Jamie Vine (Juno Temple) with Lester Grimes (Ato Essandoh) as he schools the Nasty Bits in the blues.
Jamie Vine (Juno Temple) with Lester Grimes (Ato Essandoh) as he schools the Nasty Bits in the blues.

Yes, as New York swings into various new ages, Richie’s hubris finds him missing out on all the fun. And now he’s incarcerated having just borrowed $100,000 from a dangerous gangster. This cannot end well.

‘My friend and I are only here for the night, and I hear if you hang around long enough you might meet a famous person’

Also flourishing away from Richie is his wife, as the emancipation of Devon Finestra continues, finally at speed. It may or may not be significant that she doesn’t appear to really notice her kids, but here is a woman in bloom, as she and Ingrid revel in their arty past. A night out at Max’s Kansas City sees Devon barely noticing The Wailers onstage as she proves herself quite the smooth operator when freed up and living off her wits. She shrewdly secures a photograph of John Lennon where photographer Billy McVicar had failed. The subterfuge turns her on, which turns Billy on, and before the prints in the darkroom have even dried, Devon is finally cheating on her husband. Before, her woes were the frustrations of a relapsing junkie’s wife. Now, it’s moot whether she even wants her old husband back. Can news of his predicament change that?

Fact and fiction

Devon comes across Lennon out at Max’s in the midst of his Lost Weekend. The woman with him is May Pang, the assistant with whom Yoko Ono insisted he have an affair. Lennon’s 18-month stint in Pang’s New York apartment saw him complete three albums, Mind Games, Walls and Bridges and Rock’n’Roll. An unorthodox way to save a marriage, but it worked. “I was very aware that we were ruining each other’s careers and I was hated and John was hated because of me,” Ono said later of their rocky patch. “I needed a rest. I needed space. Can you imagine every day of getting this vibration from people of hate? You want to get out of that.” For her part, Pang reckoned “it was with her permission. She wanted him to go out. They were having problems. He was ready to go out with somebody, whether it was me or anybody else.”

Sound and vision

This week was notable for the UK rock duo Royal Blood’s comeback with the thunderous Where Are You Now? The track was written especially for the show, and took inspiration from Richie himself and his cokey ways. Frontman Mike Kerr told Noisey: “Hearing Richie Finestra talk about the first time you heard a song that made your hairs on the back of your neck stand up or made you wanna dance or kick someone’s arse, I just wanted to write a song that gave me that sort of buzz.” Kerr may want to exercise caution in taking any more lessons from our protagonist.
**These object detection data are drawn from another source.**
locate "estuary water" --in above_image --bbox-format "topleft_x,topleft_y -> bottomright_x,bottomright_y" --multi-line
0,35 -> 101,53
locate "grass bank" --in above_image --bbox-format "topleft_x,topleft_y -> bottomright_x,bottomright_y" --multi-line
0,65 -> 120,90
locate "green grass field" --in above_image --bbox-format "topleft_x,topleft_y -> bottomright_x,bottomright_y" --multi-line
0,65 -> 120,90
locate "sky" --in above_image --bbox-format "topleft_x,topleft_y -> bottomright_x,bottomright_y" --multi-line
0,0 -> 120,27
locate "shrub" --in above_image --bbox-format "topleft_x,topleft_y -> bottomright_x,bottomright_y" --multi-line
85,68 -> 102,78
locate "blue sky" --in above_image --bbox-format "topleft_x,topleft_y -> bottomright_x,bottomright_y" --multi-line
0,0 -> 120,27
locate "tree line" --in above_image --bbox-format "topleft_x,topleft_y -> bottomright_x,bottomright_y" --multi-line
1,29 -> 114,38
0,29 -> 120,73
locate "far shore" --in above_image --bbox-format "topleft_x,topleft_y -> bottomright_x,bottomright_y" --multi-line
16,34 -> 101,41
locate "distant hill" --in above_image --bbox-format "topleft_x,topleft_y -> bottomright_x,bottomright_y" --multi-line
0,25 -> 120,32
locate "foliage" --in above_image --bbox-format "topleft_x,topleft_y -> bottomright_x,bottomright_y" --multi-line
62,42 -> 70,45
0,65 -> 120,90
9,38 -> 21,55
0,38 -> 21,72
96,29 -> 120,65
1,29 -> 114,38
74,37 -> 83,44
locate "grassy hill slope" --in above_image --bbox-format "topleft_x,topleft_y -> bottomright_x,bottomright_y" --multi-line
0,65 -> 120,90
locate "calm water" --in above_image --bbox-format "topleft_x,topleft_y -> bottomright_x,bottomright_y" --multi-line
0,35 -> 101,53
Elsewhere, there’s fun to be had with repeated mentions of American Century’s current biggest hit, Hocus Pocus, by ridiculous Dutch prog yodellers Focus.

But this week’s classic track can only be the dangerously funky Wild Safari from Barrabas, as Clark has his epiphany.

Sleeve notes

Incredibly fierce … Andrea in awe at American Century.
Fierce … Andrea gets a shock at American Century.
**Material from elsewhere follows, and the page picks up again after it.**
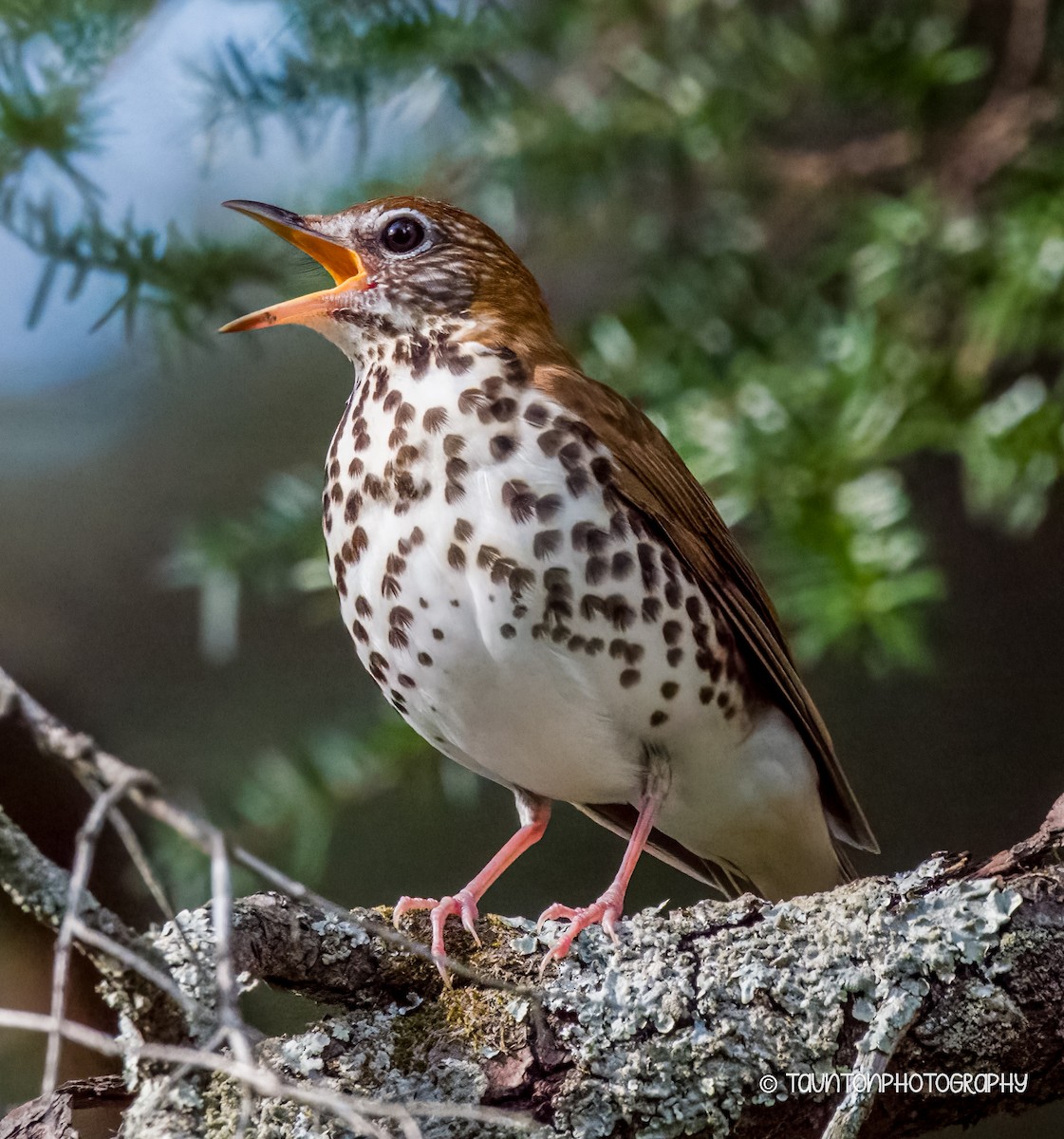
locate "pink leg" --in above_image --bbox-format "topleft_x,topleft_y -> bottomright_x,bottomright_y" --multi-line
536,773 -> 669,975
392,792 -> 551,981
Incredible fierceness from Andrea: “Guess what Hal, cakes are already shaped like records!”

The Finestra kids threw the cat down the stairwell because they thought it would just get up because of the nine lives thing. Even better was Devon’s nonplussed reaction to it. Go, parenting!

A few weeks ago I wondered whether Julie would turn out to be the label’s inevitable closet gay. But no, it’s definitely Scott the lawyer. The way he gazes adoringly at Gary/Xavier more than once this week puts the smart money on that relationship being a storyline in season two.
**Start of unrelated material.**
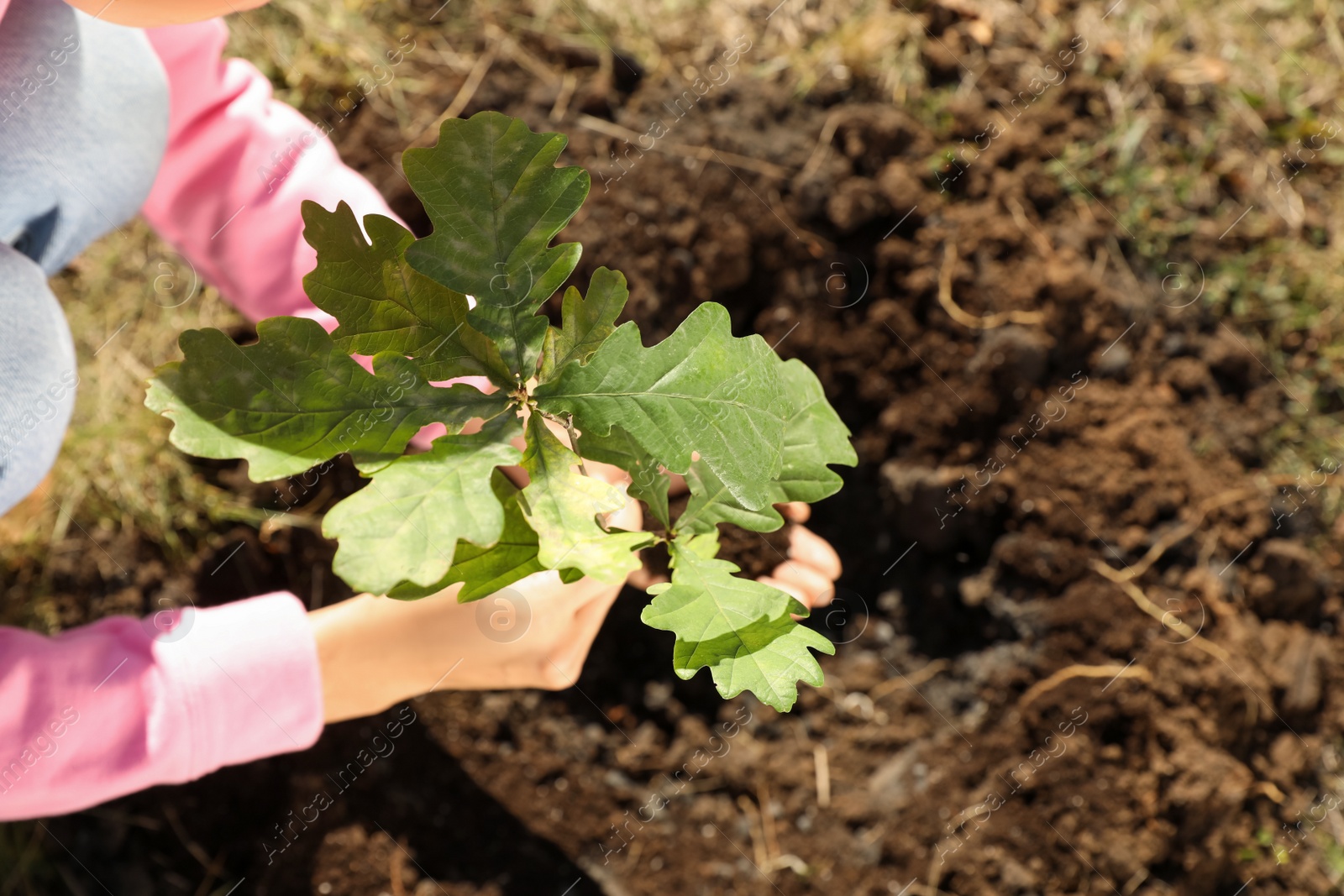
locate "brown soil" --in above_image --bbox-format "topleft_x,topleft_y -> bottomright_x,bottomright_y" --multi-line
26,7 -> 1344,896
Having said that, next week’s episode is titled Rock’n’Roll Queen, so they might be going there sooner than next season.

The latest confirmed residents on the American Century roster: Doctor Hook and Slade. Richie’s forced rendition of C’mon Feel The Noize is (really not) quite something.

Is it time to ask for a spin-off series for Detectives Whorisky and Renk? I think it is.